Getting Started

For your first time with Shoebot, you can try out the included code editor by running shoebot in your terminal.

_images/shoebot-ide.png

Open one of the example scripts and Run it through the Run -> Run script menu option or the Ctrl-R keyboard shortcut. A window should open with an image or animation.

You can now start editing the code and re-running to see the new outcome. Changing values on example scripts is a great way to understand how things work.
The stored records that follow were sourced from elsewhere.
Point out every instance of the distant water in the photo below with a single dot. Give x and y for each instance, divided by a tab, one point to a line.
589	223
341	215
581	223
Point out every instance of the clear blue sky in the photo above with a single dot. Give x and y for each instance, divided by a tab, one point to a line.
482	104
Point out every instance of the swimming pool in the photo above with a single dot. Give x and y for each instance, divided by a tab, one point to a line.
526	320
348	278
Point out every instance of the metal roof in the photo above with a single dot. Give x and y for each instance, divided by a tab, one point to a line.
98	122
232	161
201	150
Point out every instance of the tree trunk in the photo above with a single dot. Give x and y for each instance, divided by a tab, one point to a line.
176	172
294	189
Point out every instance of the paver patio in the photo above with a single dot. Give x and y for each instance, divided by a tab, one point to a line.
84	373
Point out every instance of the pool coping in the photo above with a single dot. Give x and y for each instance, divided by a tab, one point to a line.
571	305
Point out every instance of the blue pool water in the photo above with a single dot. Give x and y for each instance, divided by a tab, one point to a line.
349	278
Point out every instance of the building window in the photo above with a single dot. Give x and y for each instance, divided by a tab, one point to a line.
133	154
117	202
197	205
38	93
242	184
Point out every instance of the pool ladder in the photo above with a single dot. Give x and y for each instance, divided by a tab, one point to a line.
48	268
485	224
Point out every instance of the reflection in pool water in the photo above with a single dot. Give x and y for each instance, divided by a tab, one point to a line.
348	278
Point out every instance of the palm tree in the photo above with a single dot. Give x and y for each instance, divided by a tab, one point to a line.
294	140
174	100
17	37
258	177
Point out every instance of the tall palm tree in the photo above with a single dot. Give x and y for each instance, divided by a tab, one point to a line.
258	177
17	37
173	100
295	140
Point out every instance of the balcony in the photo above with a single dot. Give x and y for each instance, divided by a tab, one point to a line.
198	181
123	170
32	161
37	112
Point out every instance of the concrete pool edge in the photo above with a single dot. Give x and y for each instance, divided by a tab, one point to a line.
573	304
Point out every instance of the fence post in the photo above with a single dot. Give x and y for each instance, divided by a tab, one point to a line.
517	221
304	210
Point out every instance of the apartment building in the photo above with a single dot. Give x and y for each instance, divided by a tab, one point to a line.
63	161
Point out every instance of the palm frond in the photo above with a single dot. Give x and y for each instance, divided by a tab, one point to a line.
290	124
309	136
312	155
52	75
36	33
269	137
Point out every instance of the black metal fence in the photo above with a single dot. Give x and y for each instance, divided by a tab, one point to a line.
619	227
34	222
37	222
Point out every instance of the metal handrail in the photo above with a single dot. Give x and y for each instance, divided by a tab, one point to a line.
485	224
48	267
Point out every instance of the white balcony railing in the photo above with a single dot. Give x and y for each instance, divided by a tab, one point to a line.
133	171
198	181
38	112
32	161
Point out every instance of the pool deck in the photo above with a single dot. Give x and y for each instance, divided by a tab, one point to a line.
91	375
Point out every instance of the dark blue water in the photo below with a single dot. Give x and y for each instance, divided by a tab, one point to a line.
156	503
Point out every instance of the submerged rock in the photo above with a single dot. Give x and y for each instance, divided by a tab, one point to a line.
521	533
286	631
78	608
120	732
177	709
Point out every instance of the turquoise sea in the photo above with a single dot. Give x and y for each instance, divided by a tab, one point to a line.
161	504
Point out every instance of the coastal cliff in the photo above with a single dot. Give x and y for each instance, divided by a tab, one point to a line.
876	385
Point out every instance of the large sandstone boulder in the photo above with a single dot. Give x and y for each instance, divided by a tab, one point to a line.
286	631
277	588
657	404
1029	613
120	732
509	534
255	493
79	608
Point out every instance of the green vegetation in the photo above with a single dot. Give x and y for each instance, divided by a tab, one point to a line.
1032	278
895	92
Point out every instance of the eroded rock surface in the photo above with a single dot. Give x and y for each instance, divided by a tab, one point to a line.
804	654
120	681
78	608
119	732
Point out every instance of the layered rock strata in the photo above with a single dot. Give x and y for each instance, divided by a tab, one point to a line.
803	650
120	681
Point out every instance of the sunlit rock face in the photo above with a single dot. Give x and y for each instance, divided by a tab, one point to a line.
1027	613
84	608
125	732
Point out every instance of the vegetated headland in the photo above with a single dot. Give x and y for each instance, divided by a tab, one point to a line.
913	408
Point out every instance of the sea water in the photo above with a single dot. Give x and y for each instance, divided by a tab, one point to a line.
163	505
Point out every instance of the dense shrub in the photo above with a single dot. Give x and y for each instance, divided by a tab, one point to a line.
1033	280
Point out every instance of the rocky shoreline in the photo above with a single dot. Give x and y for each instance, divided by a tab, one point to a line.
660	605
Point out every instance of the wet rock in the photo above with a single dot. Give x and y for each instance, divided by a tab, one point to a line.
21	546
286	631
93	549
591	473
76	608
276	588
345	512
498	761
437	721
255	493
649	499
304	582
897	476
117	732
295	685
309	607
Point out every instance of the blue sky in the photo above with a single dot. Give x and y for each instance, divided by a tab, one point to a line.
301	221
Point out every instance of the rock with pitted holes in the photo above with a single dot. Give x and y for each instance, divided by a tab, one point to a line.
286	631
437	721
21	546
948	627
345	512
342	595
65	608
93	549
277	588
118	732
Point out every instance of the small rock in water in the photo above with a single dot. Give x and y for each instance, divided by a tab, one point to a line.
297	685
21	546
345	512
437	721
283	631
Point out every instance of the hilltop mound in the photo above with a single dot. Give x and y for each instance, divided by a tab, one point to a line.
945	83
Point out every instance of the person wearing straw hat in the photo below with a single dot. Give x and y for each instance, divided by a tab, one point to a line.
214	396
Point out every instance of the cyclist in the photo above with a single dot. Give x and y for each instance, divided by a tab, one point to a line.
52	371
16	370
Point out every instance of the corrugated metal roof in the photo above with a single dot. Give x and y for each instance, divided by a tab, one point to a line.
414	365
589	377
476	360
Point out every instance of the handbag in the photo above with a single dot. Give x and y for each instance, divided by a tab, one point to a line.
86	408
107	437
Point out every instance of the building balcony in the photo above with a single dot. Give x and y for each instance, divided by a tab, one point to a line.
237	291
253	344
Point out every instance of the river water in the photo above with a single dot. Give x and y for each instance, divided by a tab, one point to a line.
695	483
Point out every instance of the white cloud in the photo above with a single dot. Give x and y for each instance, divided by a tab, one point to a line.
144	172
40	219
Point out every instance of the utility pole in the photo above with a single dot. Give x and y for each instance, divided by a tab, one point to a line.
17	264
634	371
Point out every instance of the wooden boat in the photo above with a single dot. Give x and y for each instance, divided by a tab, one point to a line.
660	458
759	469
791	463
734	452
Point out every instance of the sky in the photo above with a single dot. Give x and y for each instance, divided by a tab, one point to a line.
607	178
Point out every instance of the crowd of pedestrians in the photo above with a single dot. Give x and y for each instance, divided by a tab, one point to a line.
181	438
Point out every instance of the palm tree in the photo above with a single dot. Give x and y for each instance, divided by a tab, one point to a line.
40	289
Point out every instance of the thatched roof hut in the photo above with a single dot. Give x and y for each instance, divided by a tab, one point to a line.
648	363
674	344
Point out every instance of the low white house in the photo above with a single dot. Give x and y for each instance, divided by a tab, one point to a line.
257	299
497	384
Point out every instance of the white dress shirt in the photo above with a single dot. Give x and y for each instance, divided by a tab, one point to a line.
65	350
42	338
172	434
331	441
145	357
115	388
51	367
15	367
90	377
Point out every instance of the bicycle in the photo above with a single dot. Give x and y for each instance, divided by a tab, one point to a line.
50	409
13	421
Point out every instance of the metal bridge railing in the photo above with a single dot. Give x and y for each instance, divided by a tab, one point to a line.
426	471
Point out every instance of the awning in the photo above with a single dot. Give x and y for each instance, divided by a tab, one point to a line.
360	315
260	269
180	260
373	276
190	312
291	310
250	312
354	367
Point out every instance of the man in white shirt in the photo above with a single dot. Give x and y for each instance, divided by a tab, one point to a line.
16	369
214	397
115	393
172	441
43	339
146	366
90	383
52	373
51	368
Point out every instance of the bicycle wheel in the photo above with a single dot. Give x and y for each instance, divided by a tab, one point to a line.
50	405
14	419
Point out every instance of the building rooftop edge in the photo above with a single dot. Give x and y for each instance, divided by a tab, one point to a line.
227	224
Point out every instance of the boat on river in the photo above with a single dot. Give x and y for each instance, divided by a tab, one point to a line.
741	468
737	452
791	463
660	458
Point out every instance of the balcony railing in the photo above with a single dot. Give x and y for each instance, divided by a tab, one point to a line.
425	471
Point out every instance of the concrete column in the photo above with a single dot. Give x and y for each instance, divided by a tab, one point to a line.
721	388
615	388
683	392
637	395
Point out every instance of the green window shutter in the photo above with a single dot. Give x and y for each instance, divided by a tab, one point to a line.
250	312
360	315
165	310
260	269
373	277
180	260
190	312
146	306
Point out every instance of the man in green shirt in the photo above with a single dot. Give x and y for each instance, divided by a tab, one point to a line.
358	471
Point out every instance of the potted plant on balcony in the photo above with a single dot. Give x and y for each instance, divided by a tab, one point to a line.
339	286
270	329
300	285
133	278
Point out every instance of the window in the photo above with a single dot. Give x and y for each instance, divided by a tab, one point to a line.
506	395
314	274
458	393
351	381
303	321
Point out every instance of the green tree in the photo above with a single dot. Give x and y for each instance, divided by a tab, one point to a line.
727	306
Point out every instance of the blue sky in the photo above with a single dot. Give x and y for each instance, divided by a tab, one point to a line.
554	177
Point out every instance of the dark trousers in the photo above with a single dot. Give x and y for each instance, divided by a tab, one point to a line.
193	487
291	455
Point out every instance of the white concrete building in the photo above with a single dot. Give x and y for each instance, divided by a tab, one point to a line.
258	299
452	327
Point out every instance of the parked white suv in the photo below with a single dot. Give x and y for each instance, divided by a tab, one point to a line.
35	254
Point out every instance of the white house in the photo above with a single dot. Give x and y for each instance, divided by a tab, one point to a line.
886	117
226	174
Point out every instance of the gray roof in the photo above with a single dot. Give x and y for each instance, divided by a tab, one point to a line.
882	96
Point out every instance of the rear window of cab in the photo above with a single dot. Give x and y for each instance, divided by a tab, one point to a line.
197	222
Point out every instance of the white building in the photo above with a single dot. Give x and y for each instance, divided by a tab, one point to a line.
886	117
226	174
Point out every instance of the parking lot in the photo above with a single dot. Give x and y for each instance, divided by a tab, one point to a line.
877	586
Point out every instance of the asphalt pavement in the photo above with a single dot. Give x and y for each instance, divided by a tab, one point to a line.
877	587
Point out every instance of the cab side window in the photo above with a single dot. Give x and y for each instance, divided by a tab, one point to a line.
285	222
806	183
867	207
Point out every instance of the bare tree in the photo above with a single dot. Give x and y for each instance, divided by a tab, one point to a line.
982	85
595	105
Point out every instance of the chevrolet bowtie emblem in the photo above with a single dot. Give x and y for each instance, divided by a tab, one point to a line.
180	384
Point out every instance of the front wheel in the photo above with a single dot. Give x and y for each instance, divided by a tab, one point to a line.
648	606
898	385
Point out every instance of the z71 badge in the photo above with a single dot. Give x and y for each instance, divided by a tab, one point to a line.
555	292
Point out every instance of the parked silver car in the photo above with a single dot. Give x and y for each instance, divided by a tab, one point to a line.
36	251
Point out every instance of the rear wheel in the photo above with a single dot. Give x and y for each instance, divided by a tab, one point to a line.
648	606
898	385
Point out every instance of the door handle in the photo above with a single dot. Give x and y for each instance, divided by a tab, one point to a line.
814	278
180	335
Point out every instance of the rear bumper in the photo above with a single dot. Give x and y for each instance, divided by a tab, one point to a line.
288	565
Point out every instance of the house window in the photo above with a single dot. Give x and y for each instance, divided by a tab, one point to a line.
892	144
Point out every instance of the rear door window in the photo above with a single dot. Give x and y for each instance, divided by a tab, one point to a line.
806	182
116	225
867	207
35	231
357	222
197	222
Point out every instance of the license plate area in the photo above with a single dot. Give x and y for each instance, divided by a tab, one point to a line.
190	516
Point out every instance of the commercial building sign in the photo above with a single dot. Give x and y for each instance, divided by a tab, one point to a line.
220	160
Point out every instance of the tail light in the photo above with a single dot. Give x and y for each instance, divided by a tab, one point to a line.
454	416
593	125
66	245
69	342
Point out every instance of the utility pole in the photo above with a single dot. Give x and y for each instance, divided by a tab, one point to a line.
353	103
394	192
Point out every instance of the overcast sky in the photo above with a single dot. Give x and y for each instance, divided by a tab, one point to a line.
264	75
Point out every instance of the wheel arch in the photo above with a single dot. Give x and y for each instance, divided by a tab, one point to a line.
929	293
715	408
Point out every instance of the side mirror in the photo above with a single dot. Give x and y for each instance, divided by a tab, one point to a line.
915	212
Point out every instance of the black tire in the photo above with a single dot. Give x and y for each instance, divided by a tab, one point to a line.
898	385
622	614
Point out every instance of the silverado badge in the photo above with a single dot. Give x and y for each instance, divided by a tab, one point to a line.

The Shoebot code editor is however rather limited. We recommend trying out Atom with the Shoebot extension for a more powerful and customizable coding environment.

Running in the console

If you prefer using your own text editor to edit files and just want something to run the scripts, the sbot command is what you want. Head over to the examples/ directory and try running:

sbot grid/balls.bot

By default, Shoebot will open a window with the result. But we can also output directly to a file with the -o option, short for --outputfile. Supported formats are SVG, PNG, PDF and PS.

sbot grid/balls.bot -o balls.svg

There are many features available in the console runner that aren’t accessible in the Shoebot or Atom editors, so be sure to take a look at the Command line flags section.

Exporting video

The Atom extension has a right-click option to save to video, but you can also do this in the command line with the sbot-export-video script, which generates an image sequence and runs ffmpeg to put everything into an MP4 file.

sbot-video-export animation/wishyworm.bot -o worm.mp4 -f 150

The -f option (short for --framenumber) specifies the number of frames to render; the default value is 300, or 10 seconds in 30 FPS.

In the future, this feature will become part of the sbot command line runner.